LINGUAGEM JORNALÍSTICA
Luciano Martins Costa (*)
Vamos convencionar o seguinte: a grande maioria dos jornalistas ama sua profissão, a grande maioria dos donos de jornais se orgulha da atividade que escolheu ou herdou. O que é, então, que impede uns de realizar um trabalho satisfatório e outros de conduzir com eficiência seus empreendimentos?
De certa maneira, o cenário tem familiaridade com o fato de as instituições públicas não conseguirem atuar efetivamente sobre carências sociais, de organismos policiais não conseguirem agir com presteza no combate ao crime organizado, de a Justiça não alcançar, por exemplo, os responsáveis por um partido que pratica, confessa e reincide em falsificações do processo eleitoral. Não se pode analisar a imprensa sem esse olhar sobre o modelo inepto em que vivemos.
É como se a imprensa tivesse perdido a capacidade de compreender e revelar as causas mais profundas dos eventos que noticia. Vejamos o artigo de Ciro Reis, publicado na Gazeta Mercantil (21/11/02): num texto curto e recheado de números, Reis nos informa sobre uma pesquisa da imagem corporativa a respeito de noticiário negativo sobre empresas com atuação no Brasil, publicado por jornais e revistas. Fraudes foram tema de 34,3% dessas notícias e artigos, problemas de gestão e desempenho ocuparam 30,3% desse material, problemas de qualidade gerando substituição de produtos e ressarcimento motivaram 22,4% do noticiário negativo, 7% foram casos de propaganda enganosa e 6% se referiram a demissões e fechamento de fábricas.
Ciro Reis enfoca seu texto na aparente incapacidade da maioria das empresas envolvidas de dar respostas efetivas à opinião pública através da mídia, o que sem dúvida faz sentido. Mas há outro aspecto não menos interessante, que nos remete à ineficácia da mídia em dar ao leitor um retrato satisfatório sobre o fenômeno tão bem apanhado pelo articulista. Com o olhar preso em Brasília e o foco hipnotizado pelo Banco Central, jornais e revistas repetem no noticiário econômico o vício das sessões policiais, nas quais a cobertura se resume à narração recheada de declarações. Nem se fale do noticiário político, que desapareceria das páginas impressas se os manuais de redação limitassem o uso de aspas.
Dias melhores
Não me lembro de haver lido qualquer trabalho relevante sobre os danos econômicos e sociais produzidos pela ação deletéria ou negligente de gestores de empresas. Como parte num processo contra uma grande seguradora, tenho observado o alto custo provocado pelo descaso, má-fé, por contratos mal elaborados ou por simples e trágica incompetência de administradores ? em tempo de advogados, custas judiciais, horas roubadas ao trabalho produtivo etc. Pode-se calcular quanto custa ao país a soma dos casos que passam pelos órgãos de defesa do consumidor, e os que nem chegam a eles. No noticiário que revela a origem desses fatos, nota-se apenas a obsessão pelos números. Nenhuma reflexão.

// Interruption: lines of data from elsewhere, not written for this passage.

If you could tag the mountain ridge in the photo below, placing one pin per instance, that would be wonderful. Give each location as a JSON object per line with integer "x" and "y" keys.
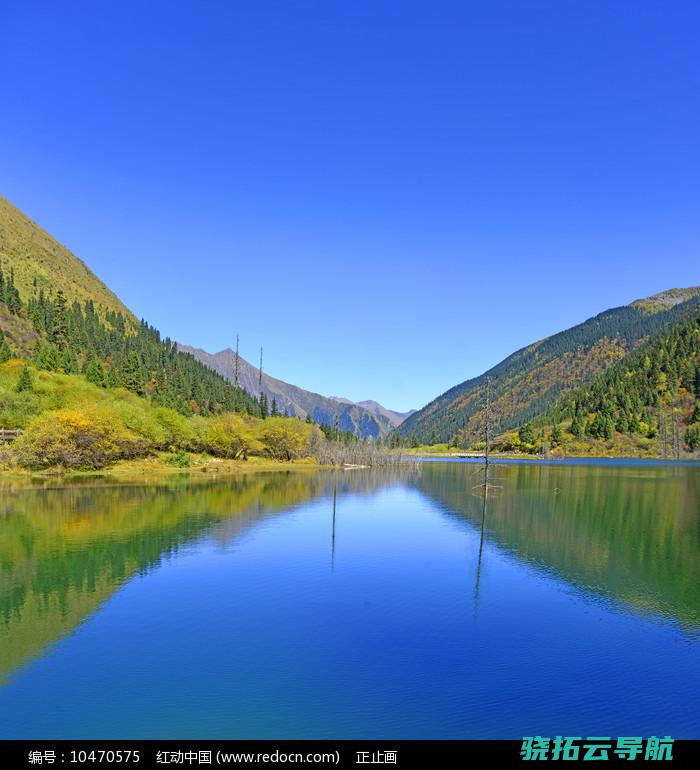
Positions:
{"x": 297, "y": 401}
{"x": 530, "y": 380}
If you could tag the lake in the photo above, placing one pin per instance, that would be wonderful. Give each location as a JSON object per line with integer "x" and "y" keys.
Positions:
{"x": 356, "y": 604}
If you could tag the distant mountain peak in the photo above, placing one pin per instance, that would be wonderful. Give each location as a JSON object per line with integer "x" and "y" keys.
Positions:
{"x": 394, "y": 417}
{"x": 666, "y": 299}
{"x": 296, "y": 401}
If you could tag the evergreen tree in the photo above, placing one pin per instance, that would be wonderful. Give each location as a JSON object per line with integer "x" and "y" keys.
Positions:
{"x": 556, "y": 434}
{"x": 95, "y": 373}
{"x": 24, "y": 382}
{"x": 5, "y": 352}
{"x": 60, "y": 321}
{"x": 526, "y": 434}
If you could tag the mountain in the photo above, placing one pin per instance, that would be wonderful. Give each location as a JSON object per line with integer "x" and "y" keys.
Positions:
{"x": 40, "y": 262}
{"x": 531, "y": 380}
{"x": 653, "y": 395}
{"x": 54, "y": 309}
{"x": 395, "y": 418}
{"x": 295, "y": 400}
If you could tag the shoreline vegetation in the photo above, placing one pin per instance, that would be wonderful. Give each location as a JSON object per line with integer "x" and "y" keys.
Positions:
{"x": 66, "y": 424}
{"x": 73, "y": 428}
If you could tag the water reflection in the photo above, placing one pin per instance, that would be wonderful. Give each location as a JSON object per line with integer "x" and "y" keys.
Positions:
{"x": 630, "y": 535}
{"x": 627, "y": 534}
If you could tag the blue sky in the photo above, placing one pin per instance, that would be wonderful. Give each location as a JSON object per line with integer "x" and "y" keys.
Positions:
{"x": 390, "y": 197}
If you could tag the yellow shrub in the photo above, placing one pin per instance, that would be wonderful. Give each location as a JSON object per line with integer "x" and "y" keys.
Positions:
{"x": 285, "y": 439}
{"x": 73, "y": 439}
{"x": 230, "y": 435}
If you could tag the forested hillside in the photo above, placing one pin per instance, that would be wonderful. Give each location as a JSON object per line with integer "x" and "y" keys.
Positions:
{"x": 654, "y": 393}
{"x": 284, "y": 398}
{"x": 529, "y": 382}
{"x": 55, "y": 310}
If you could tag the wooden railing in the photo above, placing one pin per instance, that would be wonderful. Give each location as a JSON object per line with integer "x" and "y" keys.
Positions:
{"x": 9, "y": 435}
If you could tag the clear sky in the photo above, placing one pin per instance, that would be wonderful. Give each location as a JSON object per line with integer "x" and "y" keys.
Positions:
{"x": 390, "y": 197}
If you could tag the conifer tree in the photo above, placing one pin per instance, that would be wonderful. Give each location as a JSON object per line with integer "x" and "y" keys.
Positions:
{"x": 5, "y": 352}
{"x": 25, "y": 382}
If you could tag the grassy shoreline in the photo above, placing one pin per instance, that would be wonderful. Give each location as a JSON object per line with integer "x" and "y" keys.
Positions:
{"x": 154, "y": 468}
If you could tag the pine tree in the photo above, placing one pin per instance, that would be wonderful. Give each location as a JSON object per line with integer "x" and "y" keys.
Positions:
{"x": 25, "y": 382}
{"x": 5, "y": 352}
{"x": 526, "y": 434}
{"x": 60, "y": 321}
{"x": 95, "y": 373}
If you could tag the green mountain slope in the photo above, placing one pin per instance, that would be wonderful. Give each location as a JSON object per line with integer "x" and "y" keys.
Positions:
{"x": 54, "y": 309}
{"x": 296, "y": 401}
{"x": 531, "y": 380}
{"x": 653, "y": 393}
{"x": 40, "y": 262}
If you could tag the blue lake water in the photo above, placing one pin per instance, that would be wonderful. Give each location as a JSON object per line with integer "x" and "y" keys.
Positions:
{"x": 259, "y": 608}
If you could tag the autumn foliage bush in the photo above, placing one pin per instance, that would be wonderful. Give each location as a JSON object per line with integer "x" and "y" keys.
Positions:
{"x": 76, "y": 439}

O que amarra a imprensa? O que mantém as pautas travadas nos aspectos mais superficiais e, geralmente, menos relevantes dos fatos? O que nos impede, jornalistas, de oferecer com nosso trabalho uma pista sobre como deveriam funcionar as instituições? Perdemos a capacidade de explicar o mundo? Ou a própria linguagem jornalística perdeu o poder de significar a realidade?
Quando um jornal centenário e respeitoso aceita tratar os personagens do submundo por seus nomes de guerra, que lhes define certa honorabilidade e valor em seus guetos, que serviço está realmente prestando? Por que não chamá-los por seus nomes civis, lembrando com isso aos leitores, sutil mas eficientemente, que o crime é uma excrescência da sociedade? E quando o texto jornalístico se apropria do jargão do submundo, aceitando como parte do seu dicionário aquele subdialeto policialesco-marginal, o que é que temos? Jornalismo-verdade ou jornalistas esquizofrênicos dando um caráter pop àquilo que é simplesmente deletério?
Talvez esteja, exatamente aqui, na linguagem, o eixo da questão. Quando um repórter de economia relacionar claramente a má gestão de empresas a iniciativas de lesa-sociedade, quando o repórter político vincular explicitamente a fraude eleitoral ao crime comum de estelionato ou falsidade ideológica, quando o repórter policial rejeitar a sedução do jargão policial, estaremos assistindo a um saudável distanciamento entre a imprensa e seu objeto, talvez a melhor maneira de resgatar o papel educativo do jornalismo. Tornada relevante na percepção da sociedade, a imprensa poderia sonhar com dias melhores, até mesmo como negócio.